When their powers combine, they’re not so subtly intended to evoke another Sony franchise where the heroes strut around New York City in matching jumpsuits. Alas, therein lies the limitation of Sandler’s comedy. Whereas the leads of the original Ghostbusters, even at their most sarcastic and deadpan, inhabited a surprisingly real Manhattan that fed into its perfect movie-long joke, the heroes of Pixels are hamstrung by a script as lazily slapped together as any other Happy Madison production, shattering any chance at stakes or emotional investment when the world never even feels alive inside the frame, never mind outside of it. With a glossy setting more unnatural than pixilated hellhounds, the humor is largely scatological, sophomoric, and ultimately undermining to the fun of the whole concept.

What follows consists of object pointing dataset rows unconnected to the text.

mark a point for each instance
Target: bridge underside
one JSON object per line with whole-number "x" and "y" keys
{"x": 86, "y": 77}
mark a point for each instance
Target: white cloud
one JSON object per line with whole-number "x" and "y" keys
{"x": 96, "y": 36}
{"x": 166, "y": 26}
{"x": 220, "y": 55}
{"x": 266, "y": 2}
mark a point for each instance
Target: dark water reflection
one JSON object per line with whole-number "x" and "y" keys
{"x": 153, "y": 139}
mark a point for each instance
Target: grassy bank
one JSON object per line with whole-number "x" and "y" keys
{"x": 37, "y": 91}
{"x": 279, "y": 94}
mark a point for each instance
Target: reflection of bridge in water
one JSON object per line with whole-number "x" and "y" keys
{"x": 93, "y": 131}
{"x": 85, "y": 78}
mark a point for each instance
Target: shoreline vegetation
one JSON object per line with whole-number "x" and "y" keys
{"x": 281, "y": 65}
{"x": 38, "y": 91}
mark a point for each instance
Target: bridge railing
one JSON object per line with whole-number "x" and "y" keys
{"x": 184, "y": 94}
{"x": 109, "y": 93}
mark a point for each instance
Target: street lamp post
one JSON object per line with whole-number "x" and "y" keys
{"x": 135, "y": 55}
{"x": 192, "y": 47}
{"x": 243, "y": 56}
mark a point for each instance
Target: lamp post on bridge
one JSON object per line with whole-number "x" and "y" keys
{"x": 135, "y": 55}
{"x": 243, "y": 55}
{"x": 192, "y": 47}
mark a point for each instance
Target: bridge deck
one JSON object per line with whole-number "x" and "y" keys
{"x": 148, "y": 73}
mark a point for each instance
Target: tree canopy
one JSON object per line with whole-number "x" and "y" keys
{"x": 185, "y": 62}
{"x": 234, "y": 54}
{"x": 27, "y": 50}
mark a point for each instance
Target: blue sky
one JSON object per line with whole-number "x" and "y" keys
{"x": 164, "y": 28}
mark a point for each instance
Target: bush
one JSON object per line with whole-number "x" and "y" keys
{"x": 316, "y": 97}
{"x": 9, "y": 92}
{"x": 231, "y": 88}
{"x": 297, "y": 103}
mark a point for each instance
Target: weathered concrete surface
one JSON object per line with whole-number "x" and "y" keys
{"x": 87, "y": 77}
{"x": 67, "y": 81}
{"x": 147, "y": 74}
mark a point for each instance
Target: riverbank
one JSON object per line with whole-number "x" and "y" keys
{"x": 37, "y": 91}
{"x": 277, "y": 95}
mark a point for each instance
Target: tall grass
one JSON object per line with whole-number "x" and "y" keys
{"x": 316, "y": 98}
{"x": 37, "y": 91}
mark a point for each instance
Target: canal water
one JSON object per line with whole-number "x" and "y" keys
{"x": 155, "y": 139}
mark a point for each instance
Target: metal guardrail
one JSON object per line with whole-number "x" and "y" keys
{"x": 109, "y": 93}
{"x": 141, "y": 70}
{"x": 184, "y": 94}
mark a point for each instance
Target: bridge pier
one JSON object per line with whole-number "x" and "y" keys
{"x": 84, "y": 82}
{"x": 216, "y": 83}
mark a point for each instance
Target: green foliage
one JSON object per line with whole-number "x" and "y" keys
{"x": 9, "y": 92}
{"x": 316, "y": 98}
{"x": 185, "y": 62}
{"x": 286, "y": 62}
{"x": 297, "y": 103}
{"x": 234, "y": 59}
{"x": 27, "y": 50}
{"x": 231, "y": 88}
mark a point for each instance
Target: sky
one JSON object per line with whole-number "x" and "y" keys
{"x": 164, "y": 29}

But to be sure, the concept is at times quite funny. The movie even rallies together for its best bits at the hour-mark since the human interactions are kept to a minimum as the video game set-pieces are piled on. Seeing Mini Coopers flash like Pac-Man’s blinking ghosts around the Big Apple Grid can only be challenged by seeing an army of video game characters, including dancing Smurfs, attack Washington D.C. While director Chris Columbus feels surprisingly disinterested for most of the movie’s scenes, there are hints of mischief and joy when he plays with the verticality of the original Donkey Kong game or the zaniness of Centipede pixels turning into modern day gremlins.

Most of these set-pieces will work well enough for gamers and families to bask in ‘80s nostalgia. But as a whole, the movie isn’t just coasting on memories; it’s drowning in them, particularly those for a time when Adam Sandler comedies were funny.